Algorithmen Verantwortung beibringen


 ‘Rinjani Women Adventure’ bieten als erste Frauen in Lombok Wandertouren an

Der Tourismus ist ein vielversprechender Wirtschaftsbereich, in dem Frauen Arbeit finden können. Kürzlich berichtete die Welttourismusorganisation der Vereinten Nationen (UNWTO), dass die Lohn- und Gehaltsunterschiede zwischen Männern und Frauen in der globalen Tourismuswirtschaft geringer seien als in anderen Sektoren. In Indonesien besteht jedoch noch immer eine erhebliche Kluft. Wenn Frauen am Tourismus teilhaben wollen, sind sie auch heute noch mit Problemen konfrontiert. Das gilt insbesondere in Bezug auf digitale Technologien.

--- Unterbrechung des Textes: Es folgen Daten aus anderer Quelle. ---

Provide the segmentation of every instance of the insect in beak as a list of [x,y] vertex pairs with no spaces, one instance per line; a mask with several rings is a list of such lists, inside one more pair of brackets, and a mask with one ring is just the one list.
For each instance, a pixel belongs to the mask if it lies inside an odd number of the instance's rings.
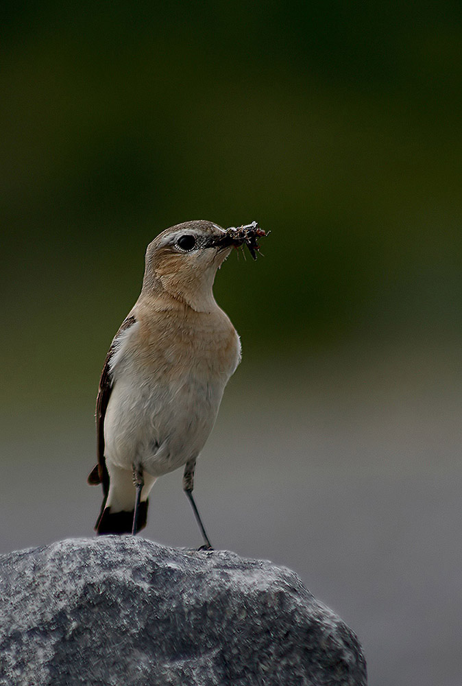
[[252,259],[256,259],[256,253],[260,250],[258,240],[263,236],[267,236],[268,233],[260,228],[256,222],[252,222],[252,224],[243,224],[237,228],[230,226],[226,229],[223,236],[213,241],[213,245],[221,248],[247,246]]

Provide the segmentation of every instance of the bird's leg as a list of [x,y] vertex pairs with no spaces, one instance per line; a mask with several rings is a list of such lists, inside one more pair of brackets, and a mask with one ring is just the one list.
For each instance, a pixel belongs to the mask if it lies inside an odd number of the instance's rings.
[[199,550],[213,550],[212,547],[212,544],[210,543],[208,536],[206,532],[204,524],[202,523],[202,520],[201,519],[201,516],[199,514],[199,510],[197,510],[197,506],[194,501],[194,498],[193,497],[193,488],[194,488],[194,470],[196,466],[195,458],[194,460],[190,460],[189,462],[186,463],[186,466],[184,467],[184,473],[183,474],[183,490],[188,496],[189,499],[189,502],[191,504],[191,507],[193,508],[193,512],[194,512],[194,516],[196,518],[196,521],[199,524],[199,528],[201,530],[201,533],[202,534],[202,538],[204,539],[204,545],[201,545]]
[[145,480],[143,477],[143,469],[139,464],[133,464],[133,483],[136,489],[135,496],[135,509],[133,512],[133,528],[132,534],[133,536],[136,533],[138,528],[138,512],[140,509],[140,500],[141,499],[141,490],[145,485]]

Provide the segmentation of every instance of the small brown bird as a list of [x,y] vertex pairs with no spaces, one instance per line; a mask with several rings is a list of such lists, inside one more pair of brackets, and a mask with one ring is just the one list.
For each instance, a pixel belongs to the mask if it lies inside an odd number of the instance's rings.
[[256,222],[223,229],[186,222],[148,246],[141,293],[99,382],[98,464],[88,477],[103,486],[98,534],[143,529],[156,479],[185,465],[183,488],[211,547],[193,497],[194,470],[241,359],[239,338],[212,287],[233,247],[247,244],[254,258],[264,235]]

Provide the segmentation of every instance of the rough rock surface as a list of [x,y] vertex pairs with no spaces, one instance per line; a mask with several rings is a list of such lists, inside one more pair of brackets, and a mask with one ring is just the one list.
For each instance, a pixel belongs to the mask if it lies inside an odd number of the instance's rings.
[[132,536],[0,557],[1,686],[365,685],[355,635],[289,569]]

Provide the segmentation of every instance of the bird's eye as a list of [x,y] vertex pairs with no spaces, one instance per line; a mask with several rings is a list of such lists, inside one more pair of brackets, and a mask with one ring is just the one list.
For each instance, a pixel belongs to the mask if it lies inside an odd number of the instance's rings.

In Indonesien hat die Regierung ehrgeizige nationale Pläne verabschiedet, um im Tourismus mehr Gleichberechtigung herbeizuführen. Jedoch ist nicht klar, in welchem Umfang Mittel für dieses Ziel bereitgestellt wurden und die staatliche Unterstützung scheint auf allen Ebenen unzureichend zu sein. Zwar gilt Indonesien tendenziell als sehr gut an das Internet angebunden, weil der Internetzugang hier günstig ist. Doch bei der Nutzung des Internets gibt es immer noch Unterschiede zwischen Frauen und Männern.

Dennoch ist der Tourismus ein vielversprechender Beschäftigungsbereich für Frauen in Indonesien. Es gibt eine wachsende Zahl an Geschäftsinhaberinnen und immer mehr Gemeinschaftsinitiativen, die Ausbildungs- und Arbeitsplätze speziell für Frauen anbieten. ‘Rinjani Women Adventure’ ist das erste von Frauen betriebene Unternehmen von Fremdenführerinnen, die Wandertouren in Lombok anbieten. Seit 2015 bildet das Unternehmen Frauen vor Ort aus. Wandergruppen zu führen ist traditionell kein Frauenberuf in Lombok. Daher sind die weiblichen Guides mit vielen Hindernissen konfrontiert. Mangels Erfahrungen in der Gestaltung von Webseiten oder der Nutzung von Internet-Plattformen war und ist es für sie nicht leicht, zur Förderung ihrer Geschäfte digitale Technologien zu nutzen. Bewertungen von Gästen haben ihnen geholfen, ihre Position in der Gemeinschaft zu behaupten. Das reicht jedoch noch nicht, insbesondere nicht im Hinblick auf digitale Plattformen.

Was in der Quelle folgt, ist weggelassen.